Bulimia nervosa: cause, sintomi e trattamento

Psicologia • 20 gennaio 2017 • Commenti:

La bulimia nervosa è uno dei disturbi del comportamento alimentare più comuni. La parola bulimia significa “fame da bue”. Una persona bulimica assume un’incontrollata quantità di cibo per poi espellerlo per non metabolizzarlo, attraverso diverse modalità:

  • uso di lassativi
  • vomito autoindotto
  • estrema attività fisica

Si stima che il 3% di donne sia affetta da bulimia, specialmente in età giovanissima. Spesso si inizia già dai 12 anni, con un picco del disturbo intorno ai 17. La prevalenza di bulimici è femminile, i maschi rappresentano solo un decimo rispetto ai casi del sesso opposto.

Quali sono i sintomi della bulimia nervosa?

I sintomi della bulimia nervosa sono legati a un circolo vizioso che comprendere le seguenti fasi:

  • ossessione per il proprio peso;
  • desiderio di osservare una dieta ferrea;
  • grandi abbuffate;
  • espulsione del cibo ingerito (principalmente vomitando)
     

Le cause della bulimia sono da ricercare nelle persone che basano la propria valutazione principalmente sull’aspetto fisico, ovvero sulla ricerca della magrezza ad ogni costo, optando per la strada che sembra più efficace ed è identificata con l’appagamento attraverso l’assunzione di grosse quantità di cibo, a cui segue l’assenza di sensi colpa determinata dal rigetto del cibo assunto.

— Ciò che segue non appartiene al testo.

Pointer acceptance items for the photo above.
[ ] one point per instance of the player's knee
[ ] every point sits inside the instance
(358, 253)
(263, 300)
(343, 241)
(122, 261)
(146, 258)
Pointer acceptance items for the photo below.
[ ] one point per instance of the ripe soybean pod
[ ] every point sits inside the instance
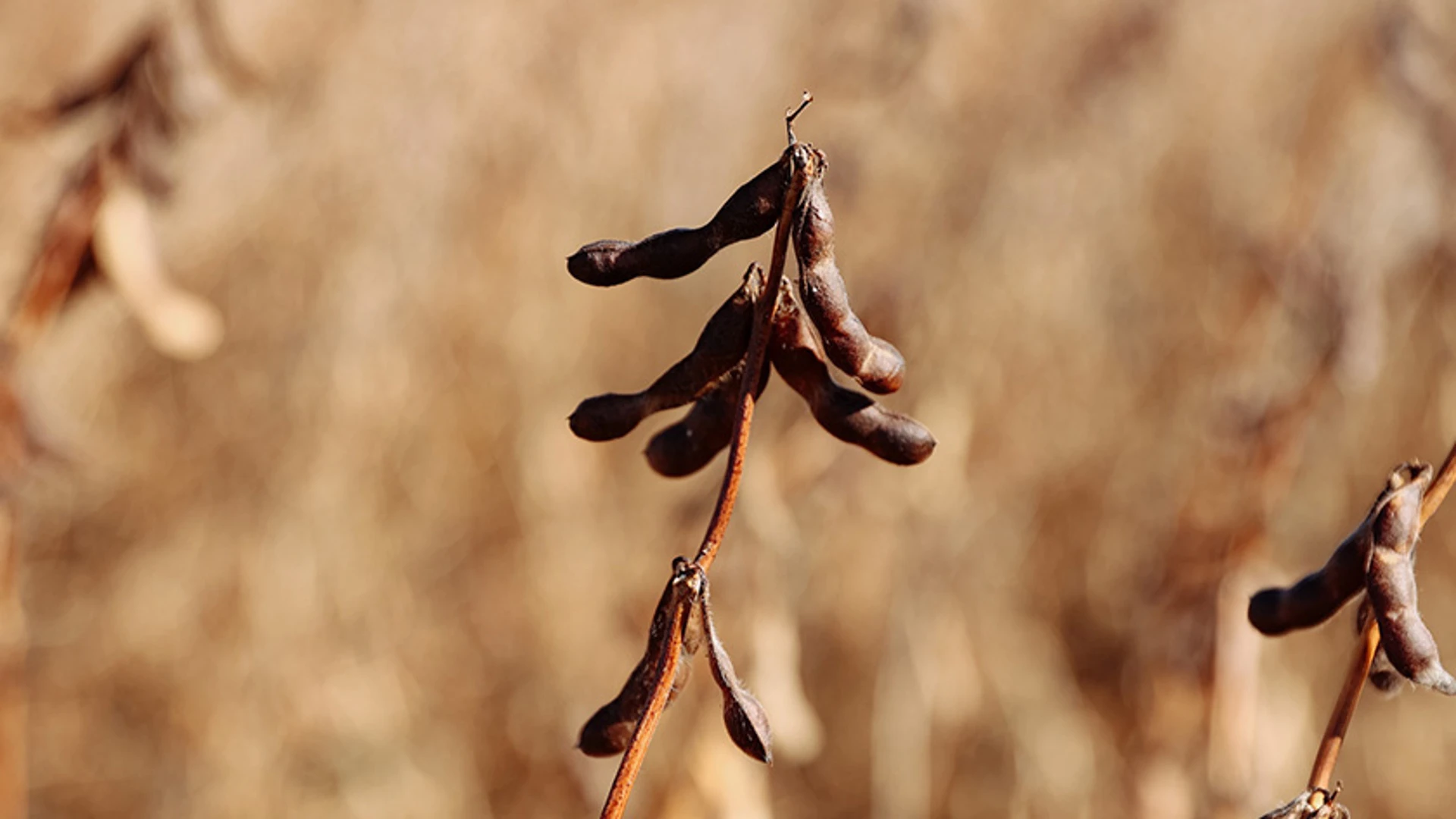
(849, 416)
(873, 362)
(721, 346)
(750, 212)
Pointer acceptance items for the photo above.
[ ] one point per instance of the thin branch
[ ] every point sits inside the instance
(1334, 738)
(1442, 484)
(666, 670)
(1348, 698)
(632, 758)
(794, 114)
(753, 371)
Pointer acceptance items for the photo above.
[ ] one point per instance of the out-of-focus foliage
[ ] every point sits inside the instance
(1174, 284)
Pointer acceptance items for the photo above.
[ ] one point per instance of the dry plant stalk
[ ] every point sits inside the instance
(102, 221)
(723, 378)
(1379, 558)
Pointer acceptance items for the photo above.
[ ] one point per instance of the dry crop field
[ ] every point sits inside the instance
(1174, 283)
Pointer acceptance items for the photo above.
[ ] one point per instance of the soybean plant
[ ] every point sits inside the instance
(723, 376)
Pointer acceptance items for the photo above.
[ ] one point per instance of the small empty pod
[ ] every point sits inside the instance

L’abbuffarsi crea infatti un senso di grande piacere, poiché rappresenta un momento in cui l’ossessione per la dieta ferrea è momentaneamente in stand by, allentando tutte le ansie legate alla paura di ingrassare, alla vergogna per il proprio corpo, ecc.

La bulimia scatena una innumerevole serie di sensazioni contrastanti, fra cui il disgusto per le proprie abitudini alimentari (che si tenta di nascondere). La crisi bulimica è caratterizzata dalla solitudine, ovvero dal tenere per sé tutti i passaggi legati al mangiare e al liberarsi del cibo ingerito in quantità eccessive. Tra i principali metodi di neutralizzazione del cibo ingerito, il più utilizzato è il vomito autoindotto a cui spesso si ricorre anche quando si assumono piccole quantità di cibo.

Gli effetti collaterali di un comportamento bulimico che si protrae nel tempo sono diversi e di varia gravità:

  • alterazione dell’equilibrio dei fluidi (rischiando di alterare gravemente i valori del sangue);
  • perdita di succo gastrico (generando disfunzioni metaboliche);
  • perdita dello smalto dei denti con rischio di scheggiarli e intaccarli e cariarli (conseguenza soprattutto di chi ricorre al vomito);
  • reflussi gastrici;
  • dolori addominali;
  • rottura dei vasi sanguigni;
  • rischio di rottura delle pareti dello stomaco;
  • danni neurologici;
  • rischio di morte.

Qual è il trattamento della bulimia?

Per la cura della bulimia nervosa, bisogna partire da una terapia psicologica mirata, nella quale il bulimico si lasci assistere da uno psichiatra specializzato in disturbi dell’alimentazione e da un nutrizionista.

Questo ciclo terapeutico – che risulta essere l’intervento di maggiore successo per la cura della bulimia – si basa su varie fasi che mirano a rendere consapevole il paziente del proprio disturbo, programmando un regime alimentare corretto e regolare, e intervenendo sulla smisurata preoccupazione per il peso corporeo e sul mantenimento dei risultati ottenuti nel corso del trattamento.

Nei casi più gravi di bulimia, ove si verifichi una perdita eccessiva di peso o un peggioramento delle condizioni cliniche, si ricorre al ricovero ospedaliero, che mira un trattamento intensivo in cui i pasti sono consumati in presenza del nutrizionista e il paziente costantemente seguito da un’equipe di medici, psicologi, fisioterapisti.

L’aiuto ad un bulimico inizia dall’ambiente che lo circonda. È importante parlare con la persona bulimica, esprimendo le proprie preoccupazioni e manifestando la presenza di un problema che va risolto.

È fondamentale suggerire di rivolgersi ad un medico o uno psicologo, offrendosi di essere presenti senza mai creare un senso di vergogna o colpa in chi soffre di questo disturbo. Dire di smettere non servirà, se prima non si crea la consapevolezza e la coscienza dell’esistenza di un problema serio dalla conseguenza potenzialmente molto pericolose.